The hubs 26, 27 and rollers 30 may be preferably situated at the four corners of the plate 22 to enhance the maneuverability of the foot 20 when the power tool is mounted thereon. As depicted in FIG. 3, the hubs and rollers support the tool 10 close to the surface of the workpiece W so that the cutting blade B can pass through the thickness T of the workpiece as desired. The recess 24 and saddle 25 may thus be configured to tilt the power tool 10 slightly, as shown in FIG. 3 to position the blade B as close as possible to the workpiece W. It can also be appreciated that the oscillating blade has a limited range of oscillation, often in the range of one to three degrees (1-3°), so it is important that the blade maintain a proper orientation relative to the workpiece. Other angular orientations of the tool may be accomplished by an adjustable support 32 mounted to the plate 22, as illustrated in FIG. 5. The support may include adjustable support posts 33 mounted to the plate 22 of the modified foot 20′. The posts 33 may be telescoping posts capable of elevating the rear of the power tool through a wide range of angles. The tool may be carried by a support body 34 mounted on the posts 33 and configured to receive the body 10a of the power tool. The body 34 may thus define a recess adapted to receive the body 10a of the tool. It is further contemplated that the adjustable support 32 may incorporate features to temporarily restrain or fasten the tool to the support so that the tool and foot 20′ can be easily manipulated as a unit.
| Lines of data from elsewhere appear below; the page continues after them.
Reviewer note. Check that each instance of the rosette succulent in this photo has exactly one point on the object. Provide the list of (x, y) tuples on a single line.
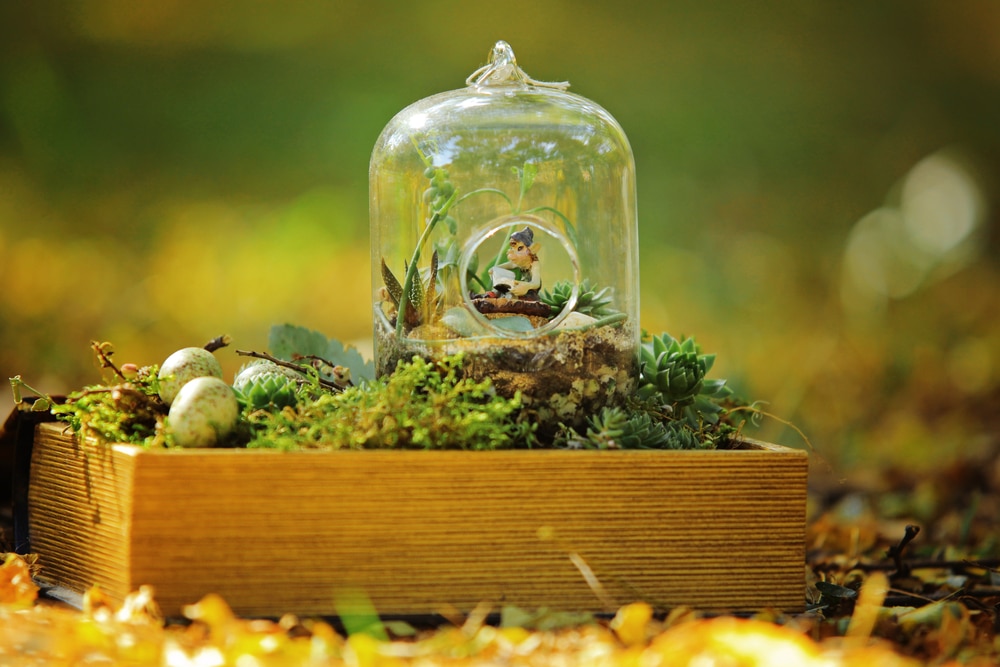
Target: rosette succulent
[(675, 370), (589, 301), (266, 385)]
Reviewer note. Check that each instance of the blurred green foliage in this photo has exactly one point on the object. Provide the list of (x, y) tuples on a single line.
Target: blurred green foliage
[(175, 170)]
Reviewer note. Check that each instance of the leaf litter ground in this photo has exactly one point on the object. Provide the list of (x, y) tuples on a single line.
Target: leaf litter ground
[(903, 571)]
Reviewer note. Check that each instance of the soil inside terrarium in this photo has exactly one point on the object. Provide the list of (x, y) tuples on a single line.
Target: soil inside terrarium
[(562, 377)]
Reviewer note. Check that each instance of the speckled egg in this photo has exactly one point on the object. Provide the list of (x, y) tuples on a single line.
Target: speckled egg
[(203, 413), (183, 366)]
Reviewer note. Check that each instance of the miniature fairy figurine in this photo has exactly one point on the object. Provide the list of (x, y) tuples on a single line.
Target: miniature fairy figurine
[(520, 277)]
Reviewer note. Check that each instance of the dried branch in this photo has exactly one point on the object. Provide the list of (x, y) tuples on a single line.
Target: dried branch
[(104, 352), (218, 342)]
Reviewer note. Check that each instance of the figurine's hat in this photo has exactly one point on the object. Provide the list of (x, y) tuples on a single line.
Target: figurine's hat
[(525, 236)]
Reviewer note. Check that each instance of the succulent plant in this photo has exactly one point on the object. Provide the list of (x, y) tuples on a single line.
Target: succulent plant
[(589, 301), (614, 428), (422, 300), (675, 370), (266, 385)]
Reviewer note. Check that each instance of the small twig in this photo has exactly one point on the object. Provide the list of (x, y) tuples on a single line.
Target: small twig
[(963, 565), (104, 351), (326, 384), (218, 342), (896, 552)]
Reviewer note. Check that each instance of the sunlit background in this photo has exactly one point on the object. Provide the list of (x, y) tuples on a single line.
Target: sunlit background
[(817, 186)]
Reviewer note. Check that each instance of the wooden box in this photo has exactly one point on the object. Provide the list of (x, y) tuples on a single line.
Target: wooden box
[(422, 531)]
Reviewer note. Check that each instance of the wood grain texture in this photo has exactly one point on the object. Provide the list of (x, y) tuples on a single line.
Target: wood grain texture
[(421, 532)]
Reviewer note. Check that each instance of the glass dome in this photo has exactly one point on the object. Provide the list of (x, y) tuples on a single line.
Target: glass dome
[(503, 226)]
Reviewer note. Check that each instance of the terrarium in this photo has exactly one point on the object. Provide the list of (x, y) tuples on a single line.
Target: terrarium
[(503, 226)]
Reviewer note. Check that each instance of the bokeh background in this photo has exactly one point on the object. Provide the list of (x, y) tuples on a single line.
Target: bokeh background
[(817, 185)]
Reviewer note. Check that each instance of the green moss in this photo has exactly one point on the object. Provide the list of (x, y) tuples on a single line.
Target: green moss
[(421, 405)]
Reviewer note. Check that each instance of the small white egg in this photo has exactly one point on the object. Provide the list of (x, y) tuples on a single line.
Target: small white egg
[(203, 413)]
Returning to FIGS. 2 and 4, the hub 27 that supports one of the rollers 30 may be modified to include a blade guide feature 28. In one embodiment, the feature 28 may be a roller or similar bearing surface that bears against the working end of the blade B to help prevent the blade form bending during a cut. The blade guide feature may be configured and operate in a manner similar to the blade guide features used in jigsaws to help stiffen the oscillating tool blade. This guide feature 28 can thus help the operator maintain the blade on a straight path when making a long cut. The hub 27 may be adjustably mounted to the plate 22 to move the feature 28 in relation to the particular oscillating cutting tool, as reflected by the arrows associated with hub 27 in FIG. 2, to account for different blade geometries. Alternatively, the blade guide feature 28 may be removable or the hub 27 may be configured like the other hubs 26 without a blade guide feature, as depicted in the embodiment shown in FIG. 5

The foot 20 provides a stable platform for supporting the oscillating power tool 10 akin to the foot provided on circular saws. The user can apply pressure to push the tool body 10a into the recess 24 and saddle 25, with the direction of pressure being in the same direction as needed to guide the tool in performing a cut in a workpiece W. In other words, the recess 24 is configured so that the user can apply a force toward the workpiece with a forward force component in the direction of the desired cut. With this pressure the tool 10 is assured of maintaining a proper angle relative to the workpiece W so that the oscillating blade B engages the workpiece at an optimum angled orientation, as illustrated in FIG. 3. The user can use the same application of force to guide the foot 20 with the roller elements 30 rolling smoothly on the surface of the workpiece. The ball-type roller elements 30 allow the foot to be maneuvered with little additional effort, while at the same time reducing the force required to push the cutting blade through the workpiece. In the embodiment of FIG. 5, the angle of the tool to the workpiece can be optimized for the particular tool and cutting operation by way of the adjustable support 32

The foot may be configured to accommodate a wide range of oscillating tools. In one aspect, the recess 24 may be in the form of a recess insert 24′ that is calibrated to a particular tool. The recess insert 24′ fits into a standard cut-out (not shown) in the plate 22, while the surface of the recess is shaped according to the tool being used. The foot may thus be provided with several recess inserts 24′ for use with several different tools. The foot may also be configured to accommodate accessories associated with a particular tool. For instance, as shown in FIG. 5, the fixture 16 described above in connection with FIG. 1A, may be mounted to the blade support of the tool and a depth guide 18 may be held by the fixture, in the manner shown in FIG. 1B. The foot thus accommodates the tool with the fixture and depth guide already attached.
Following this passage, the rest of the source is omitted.